An IT manager at a Fortune 500 financial institution says his company, too, was recently affected by a C-level attack. In this instance, a bank executive's laptop was hacked while he was working from home. The hacker captured passwords and log-ins and tried to access some of the bank's accounts. The attempt, which was later traced to a Russian IP address, failed, says the source, who spoke on condition of anonymity.
George Brown, a database and security consultant, says he always tells client CEOs to guard their private information zealously.
"It's the Wild, Wild West out there. Publicly held companies are forced to reveal a lot of information about their executives, so that's already out there. I tell them not to compound that by putting more information up on social networking sites," says Brown, CEO of Database Solutions Inc. in Cherry Hill, N.J. "Don't put anything out there that you don't absolutely have to."
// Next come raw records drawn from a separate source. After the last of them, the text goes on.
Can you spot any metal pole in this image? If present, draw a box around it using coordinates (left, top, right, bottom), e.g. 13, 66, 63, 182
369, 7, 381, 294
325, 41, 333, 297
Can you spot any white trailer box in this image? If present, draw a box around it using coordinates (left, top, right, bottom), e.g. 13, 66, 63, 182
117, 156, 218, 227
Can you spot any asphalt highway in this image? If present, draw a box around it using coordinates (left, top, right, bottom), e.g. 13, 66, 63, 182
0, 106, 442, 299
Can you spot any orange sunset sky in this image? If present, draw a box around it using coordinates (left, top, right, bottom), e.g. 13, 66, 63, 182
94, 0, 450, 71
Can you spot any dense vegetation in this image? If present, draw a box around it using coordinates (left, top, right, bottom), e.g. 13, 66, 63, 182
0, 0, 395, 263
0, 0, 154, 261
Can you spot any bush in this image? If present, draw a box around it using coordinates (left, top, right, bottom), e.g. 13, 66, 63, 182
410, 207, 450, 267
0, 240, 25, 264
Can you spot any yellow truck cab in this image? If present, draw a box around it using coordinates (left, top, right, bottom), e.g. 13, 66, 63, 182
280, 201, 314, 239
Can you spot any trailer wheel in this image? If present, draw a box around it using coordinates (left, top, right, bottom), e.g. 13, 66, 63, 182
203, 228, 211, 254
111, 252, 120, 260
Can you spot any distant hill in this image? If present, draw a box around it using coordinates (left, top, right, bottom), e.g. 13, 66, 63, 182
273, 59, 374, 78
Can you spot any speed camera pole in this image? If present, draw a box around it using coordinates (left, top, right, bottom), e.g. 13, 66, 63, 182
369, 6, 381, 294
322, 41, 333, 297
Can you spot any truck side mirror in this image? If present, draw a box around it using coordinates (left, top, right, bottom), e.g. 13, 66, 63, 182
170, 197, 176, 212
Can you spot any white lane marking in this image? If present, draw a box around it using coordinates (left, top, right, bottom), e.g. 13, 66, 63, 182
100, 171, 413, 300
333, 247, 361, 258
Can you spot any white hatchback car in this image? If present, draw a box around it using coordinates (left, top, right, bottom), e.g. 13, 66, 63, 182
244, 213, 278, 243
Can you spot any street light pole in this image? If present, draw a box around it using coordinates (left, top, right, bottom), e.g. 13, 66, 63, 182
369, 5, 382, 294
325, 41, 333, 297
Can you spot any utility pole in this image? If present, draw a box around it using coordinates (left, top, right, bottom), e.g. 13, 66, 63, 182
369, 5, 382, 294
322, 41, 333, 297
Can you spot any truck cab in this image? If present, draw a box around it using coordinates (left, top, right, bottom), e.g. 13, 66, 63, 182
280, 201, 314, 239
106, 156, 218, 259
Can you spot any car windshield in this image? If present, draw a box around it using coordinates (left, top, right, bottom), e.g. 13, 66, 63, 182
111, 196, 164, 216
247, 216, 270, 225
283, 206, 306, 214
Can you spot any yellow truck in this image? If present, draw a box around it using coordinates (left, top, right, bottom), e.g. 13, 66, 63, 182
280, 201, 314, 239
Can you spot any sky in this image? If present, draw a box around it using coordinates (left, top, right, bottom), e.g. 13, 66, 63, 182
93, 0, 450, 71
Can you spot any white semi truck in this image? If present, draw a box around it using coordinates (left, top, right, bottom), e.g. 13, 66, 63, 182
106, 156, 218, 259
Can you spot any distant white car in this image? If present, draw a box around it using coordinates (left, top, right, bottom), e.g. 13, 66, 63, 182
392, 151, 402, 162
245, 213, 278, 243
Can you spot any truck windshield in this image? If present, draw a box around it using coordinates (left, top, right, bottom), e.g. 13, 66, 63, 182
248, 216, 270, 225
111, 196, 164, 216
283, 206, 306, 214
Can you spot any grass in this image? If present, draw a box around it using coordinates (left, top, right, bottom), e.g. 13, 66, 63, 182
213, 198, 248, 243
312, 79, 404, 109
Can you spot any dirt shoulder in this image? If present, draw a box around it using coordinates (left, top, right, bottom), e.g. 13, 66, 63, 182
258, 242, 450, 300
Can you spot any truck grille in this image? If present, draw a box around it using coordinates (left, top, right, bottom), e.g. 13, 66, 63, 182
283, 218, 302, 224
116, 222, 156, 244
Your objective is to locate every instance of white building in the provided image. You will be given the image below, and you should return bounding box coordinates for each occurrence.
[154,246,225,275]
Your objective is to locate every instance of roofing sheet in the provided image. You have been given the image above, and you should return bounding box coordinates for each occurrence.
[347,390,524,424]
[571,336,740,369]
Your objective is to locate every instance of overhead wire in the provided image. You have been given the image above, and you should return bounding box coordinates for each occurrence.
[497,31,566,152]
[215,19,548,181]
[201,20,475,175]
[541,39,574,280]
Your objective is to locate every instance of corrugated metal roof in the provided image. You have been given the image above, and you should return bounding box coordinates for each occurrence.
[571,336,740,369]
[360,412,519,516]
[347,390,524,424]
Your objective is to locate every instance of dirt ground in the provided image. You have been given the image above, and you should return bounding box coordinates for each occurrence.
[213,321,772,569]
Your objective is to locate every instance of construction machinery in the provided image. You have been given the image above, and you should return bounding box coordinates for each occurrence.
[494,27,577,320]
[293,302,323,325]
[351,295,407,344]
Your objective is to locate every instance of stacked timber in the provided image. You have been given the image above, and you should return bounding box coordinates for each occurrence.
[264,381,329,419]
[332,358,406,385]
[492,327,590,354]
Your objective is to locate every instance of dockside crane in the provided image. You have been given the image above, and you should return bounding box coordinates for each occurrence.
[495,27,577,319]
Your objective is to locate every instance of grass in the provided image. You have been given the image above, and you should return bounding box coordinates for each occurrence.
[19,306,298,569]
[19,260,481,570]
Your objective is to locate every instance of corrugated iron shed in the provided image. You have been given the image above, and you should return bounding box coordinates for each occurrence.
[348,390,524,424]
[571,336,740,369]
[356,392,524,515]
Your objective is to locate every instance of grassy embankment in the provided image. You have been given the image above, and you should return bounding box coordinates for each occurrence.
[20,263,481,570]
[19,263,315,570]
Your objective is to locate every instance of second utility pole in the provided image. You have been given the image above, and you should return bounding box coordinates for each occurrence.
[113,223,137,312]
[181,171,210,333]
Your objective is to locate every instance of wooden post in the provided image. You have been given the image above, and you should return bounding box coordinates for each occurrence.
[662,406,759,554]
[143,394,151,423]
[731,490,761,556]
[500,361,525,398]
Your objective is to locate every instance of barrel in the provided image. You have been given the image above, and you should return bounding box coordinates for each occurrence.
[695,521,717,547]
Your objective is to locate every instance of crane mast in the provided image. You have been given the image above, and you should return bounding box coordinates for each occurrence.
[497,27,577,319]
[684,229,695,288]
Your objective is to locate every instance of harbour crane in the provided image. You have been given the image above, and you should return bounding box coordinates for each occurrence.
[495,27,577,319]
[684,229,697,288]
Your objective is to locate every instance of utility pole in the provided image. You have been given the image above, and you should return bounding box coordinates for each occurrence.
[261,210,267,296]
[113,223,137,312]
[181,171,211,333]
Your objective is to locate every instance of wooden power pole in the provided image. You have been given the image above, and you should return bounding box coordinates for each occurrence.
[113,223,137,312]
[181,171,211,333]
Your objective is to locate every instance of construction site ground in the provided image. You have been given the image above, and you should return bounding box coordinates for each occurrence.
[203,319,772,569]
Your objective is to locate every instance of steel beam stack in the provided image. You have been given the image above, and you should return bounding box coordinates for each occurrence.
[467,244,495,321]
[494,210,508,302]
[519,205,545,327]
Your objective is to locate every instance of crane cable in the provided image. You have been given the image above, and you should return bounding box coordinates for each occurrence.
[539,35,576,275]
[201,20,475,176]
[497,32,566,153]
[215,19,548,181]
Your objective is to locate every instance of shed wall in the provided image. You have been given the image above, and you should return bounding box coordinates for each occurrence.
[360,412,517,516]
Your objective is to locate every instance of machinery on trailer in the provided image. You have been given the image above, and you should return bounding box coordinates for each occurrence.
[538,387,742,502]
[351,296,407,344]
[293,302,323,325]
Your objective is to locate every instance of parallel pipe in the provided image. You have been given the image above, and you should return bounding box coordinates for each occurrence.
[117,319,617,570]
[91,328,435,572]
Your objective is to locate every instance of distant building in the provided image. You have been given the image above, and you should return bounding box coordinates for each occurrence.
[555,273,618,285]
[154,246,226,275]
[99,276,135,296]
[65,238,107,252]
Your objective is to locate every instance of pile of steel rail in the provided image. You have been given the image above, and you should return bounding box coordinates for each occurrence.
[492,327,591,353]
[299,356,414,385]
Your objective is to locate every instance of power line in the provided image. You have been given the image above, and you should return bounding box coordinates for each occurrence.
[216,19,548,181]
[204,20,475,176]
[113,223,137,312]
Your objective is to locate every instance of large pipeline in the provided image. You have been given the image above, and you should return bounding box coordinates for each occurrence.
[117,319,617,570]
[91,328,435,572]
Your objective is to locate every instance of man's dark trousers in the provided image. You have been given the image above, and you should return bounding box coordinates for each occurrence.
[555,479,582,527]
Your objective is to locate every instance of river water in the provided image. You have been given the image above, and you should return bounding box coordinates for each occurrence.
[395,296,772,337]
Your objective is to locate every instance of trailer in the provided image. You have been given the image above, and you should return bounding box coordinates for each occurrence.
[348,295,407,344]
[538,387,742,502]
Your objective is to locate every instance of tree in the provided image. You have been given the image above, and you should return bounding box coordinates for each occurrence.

One executive, the CIO of a Boston-area health care organization, hears that message loud and clear. Though she says she hasn't experienced any targeted attacks directly, she is extremely cautious in how she handles e-mail of any kind. "I do not open anything unless I'm absolutely sure I know where it comes from," she notes. "If I miss something important, that person will call."
The CIO -- who says that the percentage of her organization's IT spend that goes to multilevel security increases every year -- doesn't participate in any business social networking sites either, and she recommends that other executives follow suit. And talking publicly about security issues? Definitely a no-no, she says (hence her anonymity), "unless you want to make yourself a target."